With his invention of the Turing machine and the concept of imperative programming, Turing was able to prove that (a variation of) the language of Gottlob Frege is undecidable, or, in other words, that it is possible to use first order predicate logic to pose a question that no computing machine can answer. He did this by formulating the halting problem as a formula of predicate logic. The formal proof of the undecidability of first order predicate logic consists of:

A very general definition of computational procedures.
A demonstration of the fact that such computational procedures can be expressed in first order logic.
A demonstration of the fact that the halting problem for computational procedures is undecidable.
A formulation of the halting problem in first order logic.

In the course of the 20th century, formal language theory and logic became cornerstones of a new discipline of computer science. Type theory developed, first to deal with paradoxes in set theory, later as an important ingredient in a new programming paradigm called functional programming.

In 1991 a joint four-year-long project was started between ILLC at the University of Amsterdam, CWI in Amsterdam, and Uil-OTS and the department of Philosophy at the University of Utrecht to study structural and semantic parallels between natural languages and formal languages. I had the privilege of leading that project.

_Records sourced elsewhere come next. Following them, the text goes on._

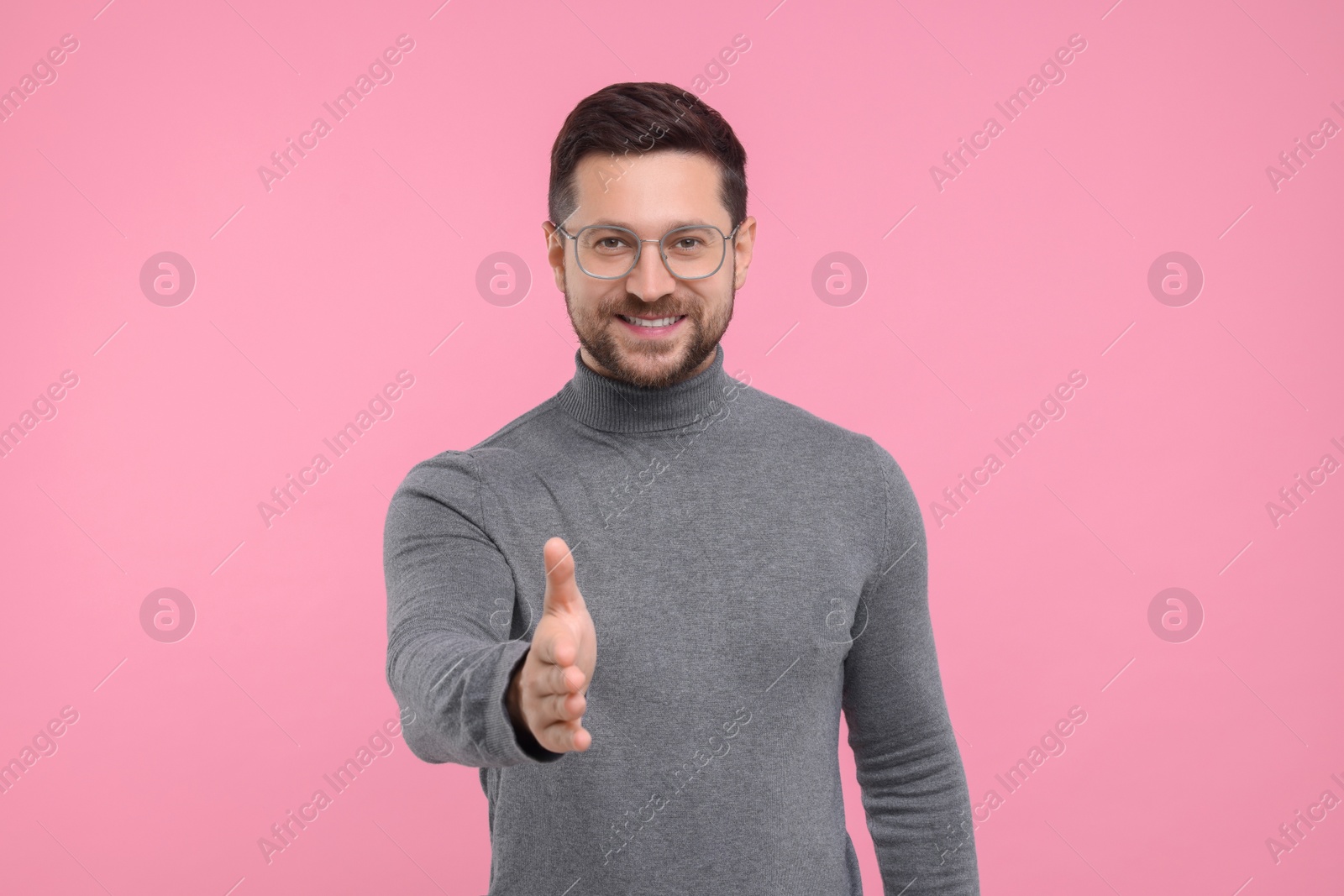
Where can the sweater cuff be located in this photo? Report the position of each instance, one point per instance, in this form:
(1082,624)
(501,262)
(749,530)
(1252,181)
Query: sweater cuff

Are there similarities between how texts are structured and how programs are structured?
Are there connections between how natural languages and formal language handle concepts like quantity and number?
Are there parallels between how knowledge is represented in natural language and how formal knowledge representation languages encode knowledge?

The assumption was that that in these areas methods and techniques of natural language and programming language analysis are mutually applicable.

In the course of the project, linguists and philosophers learned about programming and computer scientists learned about topics like pronominal reference and quantification in natural language. The project was truly interdiscipinary and great fun. This was a time of exciting workshops where linguists explained their theories of pronominal reference to computer scientists and philosophers, where philosophers and logicians applied the theory of generalized quantifiers to natural language, where connections between type theory and categorial grammar were gradually made clear, and where dynamic logics were developed that applied to programming as well as natural language analysis. These were heydays of structured interdisciplinary action, and in this important period in the history of ILLC the seeds were sown for many later developments.